Now, the bulk of the Members of this body, probably 90 percent of them, have not been able to see the written certification, so you do not know what was there. What we ask in this amendment is: FISA Court, you take a look at these letters, and you make a ruling as to whether they essentially meet the certification requirements of the FISA law.

Therefore, there is judicial review to determine whether, under existing law, this immunity should be forthcoming. It is a narrowing of the immunity provisions of the Intelligence bill. I think it makes sense. I read the letters. I am a layperson, I am not a lawyer. I cannot say whether they met the immunity provisions. Others can say that.

But it should be up to a court to make that decision. It seems to me that if the FISA Court finds that none of these requirements were met, immunity would not apply to the defendant companies.

It’s a surprisingly honest position from DiFi (which is why I suspect she’ll abandon it). If Congress were to give the telecoms immunity, after all, they’d be making themselves judge and jury. Yet DiFi, at least, has no clue whether the telecoms qualify for immunity or not. DiFi’s amendment asks a court–a secret court, but significantly, a court against which BushCo cannot invoke State Secrets–to be the judge and jury in this matter.

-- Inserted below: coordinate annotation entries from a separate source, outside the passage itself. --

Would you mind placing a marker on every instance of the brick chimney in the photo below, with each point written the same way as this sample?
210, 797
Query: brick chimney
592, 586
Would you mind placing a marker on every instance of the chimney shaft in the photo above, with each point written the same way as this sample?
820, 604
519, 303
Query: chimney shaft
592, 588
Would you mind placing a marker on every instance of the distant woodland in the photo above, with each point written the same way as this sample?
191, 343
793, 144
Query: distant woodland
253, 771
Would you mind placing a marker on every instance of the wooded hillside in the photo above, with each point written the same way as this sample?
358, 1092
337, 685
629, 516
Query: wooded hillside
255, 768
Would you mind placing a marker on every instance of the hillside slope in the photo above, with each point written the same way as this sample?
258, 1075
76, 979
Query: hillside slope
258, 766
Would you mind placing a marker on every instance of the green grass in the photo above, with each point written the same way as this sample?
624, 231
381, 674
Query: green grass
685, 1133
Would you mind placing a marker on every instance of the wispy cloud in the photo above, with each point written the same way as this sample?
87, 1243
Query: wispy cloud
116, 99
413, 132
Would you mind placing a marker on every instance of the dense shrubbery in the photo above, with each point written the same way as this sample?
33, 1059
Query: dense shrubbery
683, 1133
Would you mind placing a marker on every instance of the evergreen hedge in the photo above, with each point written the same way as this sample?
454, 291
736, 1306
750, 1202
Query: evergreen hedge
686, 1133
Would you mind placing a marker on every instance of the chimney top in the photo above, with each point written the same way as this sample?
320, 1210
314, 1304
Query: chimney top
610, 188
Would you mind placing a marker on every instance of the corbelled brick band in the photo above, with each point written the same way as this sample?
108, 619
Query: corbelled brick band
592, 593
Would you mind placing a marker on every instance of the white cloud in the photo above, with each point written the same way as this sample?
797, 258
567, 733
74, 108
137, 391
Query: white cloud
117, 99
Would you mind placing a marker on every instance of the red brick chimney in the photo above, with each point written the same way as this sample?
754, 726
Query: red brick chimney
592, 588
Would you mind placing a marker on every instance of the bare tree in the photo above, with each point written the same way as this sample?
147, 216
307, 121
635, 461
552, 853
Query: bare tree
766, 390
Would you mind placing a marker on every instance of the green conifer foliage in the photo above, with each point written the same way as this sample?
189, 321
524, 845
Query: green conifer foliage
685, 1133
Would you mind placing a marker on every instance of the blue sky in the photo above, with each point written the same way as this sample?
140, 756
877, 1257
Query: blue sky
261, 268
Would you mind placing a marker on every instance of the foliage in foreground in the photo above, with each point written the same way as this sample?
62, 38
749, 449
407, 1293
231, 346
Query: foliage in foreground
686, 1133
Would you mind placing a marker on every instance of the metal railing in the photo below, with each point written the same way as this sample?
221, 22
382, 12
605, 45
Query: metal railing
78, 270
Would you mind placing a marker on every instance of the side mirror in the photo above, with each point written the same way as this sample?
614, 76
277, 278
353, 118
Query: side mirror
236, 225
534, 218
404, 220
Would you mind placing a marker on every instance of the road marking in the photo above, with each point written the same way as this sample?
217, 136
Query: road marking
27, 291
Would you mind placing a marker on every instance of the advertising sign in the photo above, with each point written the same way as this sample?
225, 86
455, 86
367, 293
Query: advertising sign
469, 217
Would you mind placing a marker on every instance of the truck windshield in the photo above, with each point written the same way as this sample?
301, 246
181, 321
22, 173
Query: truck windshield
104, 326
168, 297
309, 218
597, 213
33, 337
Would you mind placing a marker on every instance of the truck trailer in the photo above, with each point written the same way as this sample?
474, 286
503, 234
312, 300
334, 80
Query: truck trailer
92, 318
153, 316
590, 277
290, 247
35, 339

And as I said earlier, given that one of the letters was not signed by any of the people authorized to sign such a letter, there seems to be a high likelihood that the FISA Court would rule that one authorization–presumably from March 11–to not meet the standards of the law. Therefore, the telecoms would be liable at least for the wiretapping that occurred under that authorization. And that’s before the FISA Court even considers these authorizations that are apparently based on Article II power.

Then DiFi gets to the really neat part of this amendment–a direct request that the FISA Court on the limits of the President’s Article II power to wiretap Americans.

The FISA Court of Review stated in 2002 that the President has article II authorities to conduct surveillance. The article II authority is the big rub in all this. The collection under this program was directed overwhelmingly at foreign targets.

But no court has addressed this issue since FISA was enacted in 1978. And, candidly, I think the time has come to see whether the President’s article II authority–and the FISA Court would be the first judge of this–in fact, supersedes the article II authority based on the reading that I had given you of FISA Court passage in 1978.

So essentially that is the amendment I would like to send to the desk at this time which narrows the immunity provision of the FISA law.

This is the last thing BushCo wants out of their immunity provision. I’m fairly confident their apparent refusal to appeal the FISA Court’s adverse ruling(s) from earlier this year stems from a desire not to have the FISC Review Court rule against them. So to invite the FISA Court to make a determination of whether and where the President has Article II power … Dick Cheney can’t be happy about this.

Now, mind you, I’m not holding my breath for this to pass (I’m going to do a review of Orrin Hatch’s reaction to this proposal later). I’m not going to bet one red cent that DiFi isn’t going to disappoint me again.

But it is an intriguing proposal nevertheless.